Remus said again “Yessir.”
“I suppose that’ll be all, then, unless – ”
From across the table James shot a hand up for possibly the first time in his life and when Dumbledore acknowledged him he turned cherry red. “Professor, Headmaster sir. I meant to ask – well. It’s nearly Christmas.”
When Remus emerged red-faced and hacking ash-black coughs from the fire Lily was holding a sopping wet owl by one foot as its shaking feathers scattered rainwater, struggling to untie the parchment bound there containing at least one sleepless night’s worth of translation work.
--
Indeed Remus did not sleep at all that night, and likely he wouldn’t have even if not for the runes. The moon was low and white against the sea and waxing, tugging hard at the grist of him. His joints ached and he was ravenous with hunger and even as he yearned for sleep something else screamed in his gut to run outside in the windy wet grass – stalk the indignant birds and suck the juice from their eggs. Chase the surf against the far beach and the spray against the rocks. But instead he sat at the desk working in wandlight with his battered Herr’s Runeography as Lily slept.
He got through half the translation then set it aside and wrote to Sirius.

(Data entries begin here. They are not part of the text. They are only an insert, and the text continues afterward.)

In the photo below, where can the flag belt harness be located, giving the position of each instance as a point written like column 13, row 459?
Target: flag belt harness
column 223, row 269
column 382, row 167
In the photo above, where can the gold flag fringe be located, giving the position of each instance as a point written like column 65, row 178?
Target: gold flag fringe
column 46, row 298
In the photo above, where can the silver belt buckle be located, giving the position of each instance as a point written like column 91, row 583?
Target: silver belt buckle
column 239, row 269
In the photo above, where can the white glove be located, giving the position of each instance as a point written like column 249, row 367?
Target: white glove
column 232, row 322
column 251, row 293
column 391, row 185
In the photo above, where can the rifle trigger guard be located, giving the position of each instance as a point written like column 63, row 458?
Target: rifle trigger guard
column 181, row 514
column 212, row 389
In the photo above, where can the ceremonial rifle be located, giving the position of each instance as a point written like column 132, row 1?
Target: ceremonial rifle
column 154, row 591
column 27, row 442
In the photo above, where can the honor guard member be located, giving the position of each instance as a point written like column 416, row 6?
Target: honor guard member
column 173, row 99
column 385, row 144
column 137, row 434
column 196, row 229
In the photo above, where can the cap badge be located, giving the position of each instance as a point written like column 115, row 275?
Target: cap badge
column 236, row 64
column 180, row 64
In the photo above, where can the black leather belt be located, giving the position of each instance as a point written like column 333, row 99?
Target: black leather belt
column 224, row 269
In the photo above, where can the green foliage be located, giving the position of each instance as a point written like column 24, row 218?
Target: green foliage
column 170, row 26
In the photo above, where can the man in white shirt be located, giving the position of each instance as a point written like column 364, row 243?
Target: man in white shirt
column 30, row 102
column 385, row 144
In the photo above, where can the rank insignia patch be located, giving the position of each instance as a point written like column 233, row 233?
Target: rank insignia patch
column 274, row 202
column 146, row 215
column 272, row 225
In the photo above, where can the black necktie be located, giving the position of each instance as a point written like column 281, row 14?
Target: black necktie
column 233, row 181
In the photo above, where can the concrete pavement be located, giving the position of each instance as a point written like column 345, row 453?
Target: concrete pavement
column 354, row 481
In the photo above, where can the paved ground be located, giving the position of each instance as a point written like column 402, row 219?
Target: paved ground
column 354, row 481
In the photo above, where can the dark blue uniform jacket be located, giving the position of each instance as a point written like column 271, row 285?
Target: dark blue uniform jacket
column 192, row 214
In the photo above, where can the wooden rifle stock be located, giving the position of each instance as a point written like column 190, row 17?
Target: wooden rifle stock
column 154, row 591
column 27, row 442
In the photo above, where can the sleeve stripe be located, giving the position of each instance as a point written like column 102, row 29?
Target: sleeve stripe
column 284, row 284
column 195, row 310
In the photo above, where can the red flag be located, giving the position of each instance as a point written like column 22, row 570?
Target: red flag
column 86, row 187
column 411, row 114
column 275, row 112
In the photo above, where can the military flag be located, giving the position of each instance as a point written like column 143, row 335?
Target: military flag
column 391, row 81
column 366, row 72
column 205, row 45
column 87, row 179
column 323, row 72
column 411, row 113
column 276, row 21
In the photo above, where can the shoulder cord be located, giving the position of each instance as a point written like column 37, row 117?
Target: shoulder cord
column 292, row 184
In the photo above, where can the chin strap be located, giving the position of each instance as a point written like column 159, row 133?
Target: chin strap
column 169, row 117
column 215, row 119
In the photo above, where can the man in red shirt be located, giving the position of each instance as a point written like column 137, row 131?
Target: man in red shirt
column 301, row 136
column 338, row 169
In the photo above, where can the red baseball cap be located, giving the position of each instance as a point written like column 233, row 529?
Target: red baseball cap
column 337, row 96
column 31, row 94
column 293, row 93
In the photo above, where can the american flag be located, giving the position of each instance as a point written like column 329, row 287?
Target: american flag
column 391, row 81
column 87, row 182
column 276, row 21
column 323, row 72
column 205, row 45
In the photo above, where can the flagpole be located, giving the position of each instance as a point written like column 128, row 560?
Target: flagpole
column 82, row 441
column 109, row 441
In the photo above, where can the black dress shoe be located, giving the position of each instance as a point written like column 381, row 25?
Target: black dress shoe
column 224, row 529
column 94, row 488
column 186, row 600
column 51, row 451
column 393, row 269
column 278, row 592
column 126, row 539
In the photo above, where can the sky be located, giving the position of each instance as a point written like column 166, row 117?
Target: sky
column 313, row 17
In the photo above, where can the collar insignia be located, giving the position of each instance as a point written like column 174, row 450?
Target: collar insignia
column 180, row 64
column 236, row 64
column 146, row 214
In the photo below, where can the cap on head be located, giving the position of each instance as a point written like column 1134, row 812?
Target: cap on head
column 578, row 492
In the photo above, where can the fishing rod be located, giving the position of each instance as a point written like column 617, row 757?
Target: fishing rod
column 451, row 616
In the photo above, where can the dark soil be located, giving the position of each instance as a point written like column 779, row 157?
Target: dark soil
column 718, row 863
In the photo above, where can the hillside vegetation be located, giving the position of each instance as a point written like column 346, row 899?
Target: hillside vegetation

I liked that tape. I think I’ve heard Bo Diddley do “Mannish Boy.” Come to think of it you probably played that for me in school. Probably on someone’s 17th birthday in which case I was too drunk / stoned / both to recall much detail about it. I don’t know if you ever told me how you got into American music? I would like to hear that story. It’s funny to think. I got into folk music because when I was a kid my mum would take me with her to buy vinyl at rummage sales and it was always sad looking women singing old English folk songs. Then we would sit together and listen to it and she would make tea. We did this early in the day when as you know etc etc and after that we did not ever really do it – perhaps a lot of this for me is about nostalgia and like, trying to get my fingernails under the before-time – like, to prove there was a before-time. It makes me calm, and an almost kind of good sad – I wouldn’t know how to talk about it with anyone. I think you can hear the feeling in the music but perhaps that’s just me.
I miss you like hell. Most nights I dream the content of which you can guess and go out in the freezing night wrapped in a blanket to wank in the outhouse which I have to laugh thinking of… and I know you are laughing thinking of it – and I am laughing thinking of you laughing…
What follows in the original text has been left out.